Drama gaúcho faz pensar que precisamos de mais alertas de desgraça ambiental


(por Vinicius Torres Freire, na FSP) –

É preciso criar e escancarar indicadores de como o desastre climático afeta o cotidiano

É difícil associar imediatamente acontecimentos específicos, como a desgraça que se desenrola no Rio Grande do Sul, com a evidente degradação do clima no planeta.

Se por mais não fosse, em muitos casos o morticínio ou a destruição dependem também da falta de planejamento urbano ou econômico e à escancarada e desavergonhada exclusão social.

De qualquer modo, a recorrência dos desastres já demonstrou que aquela história de populações que vivem em “áreas de risco” é mais do que velha e acanhada.

Não há mais “áreas de risco”, circunscritas, embora existam buracos do inferno sobre a terra ou sobre a Terra. É claro que os pobres sofrerão e morrerão primeiro, pois vivem naquelas zonas centrais de intersecção de riscos, socioeconômicos e ambientais.

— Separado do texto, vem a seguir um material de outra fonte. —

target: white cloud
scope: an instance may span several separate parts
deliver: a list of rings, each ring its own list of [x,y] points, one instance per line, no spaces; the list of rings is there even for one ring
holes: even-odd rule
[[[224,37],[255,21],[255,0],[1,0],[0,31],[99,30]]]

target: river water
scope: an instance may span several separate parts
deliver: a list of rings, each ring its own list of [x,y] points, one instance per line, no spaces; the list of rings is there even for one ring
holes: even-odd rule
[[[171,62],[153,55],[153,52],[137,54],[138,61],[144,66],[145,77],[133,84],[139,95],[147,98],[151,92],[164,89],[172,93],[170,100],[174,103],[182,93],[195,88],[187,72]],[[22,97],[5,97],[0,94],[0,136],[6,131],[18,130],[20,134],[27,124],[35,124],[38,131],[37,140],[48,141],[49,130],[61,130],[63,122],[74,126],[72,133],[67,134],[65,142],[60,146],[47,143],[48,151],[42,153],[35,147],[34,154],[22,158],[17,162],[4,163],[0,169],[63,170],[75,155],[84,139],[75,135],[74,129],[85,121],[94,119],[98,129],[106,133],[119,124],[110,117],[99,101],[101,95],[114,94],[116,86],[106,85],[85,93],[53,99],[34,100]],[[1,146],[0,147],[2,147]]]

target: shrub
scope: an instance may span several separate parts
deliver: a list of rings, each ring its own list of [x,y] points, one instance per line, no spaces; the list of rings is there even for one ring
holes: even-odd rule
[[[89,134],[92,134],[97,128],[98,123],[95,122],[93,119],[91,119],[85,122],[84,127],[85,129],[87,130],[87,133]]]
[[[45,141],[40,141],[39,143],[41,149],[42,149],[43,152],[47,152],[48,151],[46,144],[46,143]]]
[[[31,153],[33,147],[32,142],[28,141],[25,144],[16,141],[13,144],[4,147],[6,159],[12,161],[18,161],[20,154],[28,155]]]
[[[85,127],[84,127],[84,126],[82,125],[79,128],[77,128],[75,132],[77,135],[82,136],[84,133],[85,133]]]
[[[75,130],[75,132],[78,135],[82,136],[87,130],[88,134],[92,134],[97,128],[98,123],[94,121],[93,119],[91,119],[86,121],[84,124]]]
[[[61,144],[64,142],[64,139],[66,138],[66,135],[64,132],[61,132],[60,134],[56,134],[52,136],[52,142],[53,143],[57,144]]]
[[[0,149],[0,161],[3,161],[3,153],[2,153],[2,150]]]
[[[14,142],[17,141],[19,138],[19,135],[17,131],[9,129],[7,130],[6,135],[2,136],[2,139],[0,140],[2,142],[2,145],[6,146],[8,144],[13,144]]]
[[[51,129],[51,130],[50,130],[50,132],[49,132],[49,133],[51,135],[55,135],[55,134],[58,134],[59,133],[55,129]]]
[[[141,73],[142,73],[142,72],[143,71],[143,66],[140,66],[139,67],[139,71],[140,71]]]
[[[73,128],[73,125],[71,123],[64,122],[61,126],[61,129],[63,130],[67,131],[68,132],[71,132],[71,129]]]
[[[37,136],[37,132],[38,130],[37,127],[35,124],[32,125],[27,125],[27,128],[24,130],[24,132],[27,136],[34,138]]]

O risco ou a desgraça estão cada vez mais espalhados ou se espalham também em ondas, mais ou menos difusas. Se essa conversa parece abstrata, basta pensar no óbvio efeito de temperatura e chuvas sobre plantações, rebanhos, produção de água potável ou no nível de reservatórios de usinas hidrelétricas.

Em 2015, São Paulo, a maior cidade do país, esteve à beira de um colapso total no abastecimento d’água, por questão de dias. Além de tudo simbólico, em 2021, nuvens de poeira escureceram os céus do estado.

Os efeitos crescentes das variações de temperatura e chuvas sobre a inflação, por exemplo, mal começam a ser estudados. É fácil perceber como o clima pode ter impacto no preço de comida e eletricidade, no desempenho geral da economia e, pois, no bem (mal) estar social.

As secas terríveis de 2014 e 2015 no Brasil tiveram alguma parte na Grande Recessão de 2014-2016. O impacto não é apenas pontual, de resto. Regiões cultiváveis deixam de sê-lo ou perdem as características que permitiam o cultivo rentável de certos produtos. Vai piorar.

O assunto é muito difícil, faltam dados; a produção de muita commodity agrícola se espalha pelo mundo, sujeita cada uma a variações não concomitantes do tempo, de resto regionalizadas.

As primeiras pesquisas apenas arranham algumas evidências e associações da ruína climática com a economia —mas elas já existem. Vide um estudo que saiu no mês passado na revista científica Nature (“Global warming and heat extremes to enhance inflationary pressures”, de Maximiliam Kotz, do Instituto Potsdam para a Pesquisa do Impacto do Clima, e colegas do Banco Central Europeu).

E daí? Precisamos saber mais também no debate público, embora a demagogia extremista tenha reduzido a confiança no conhecimento científico.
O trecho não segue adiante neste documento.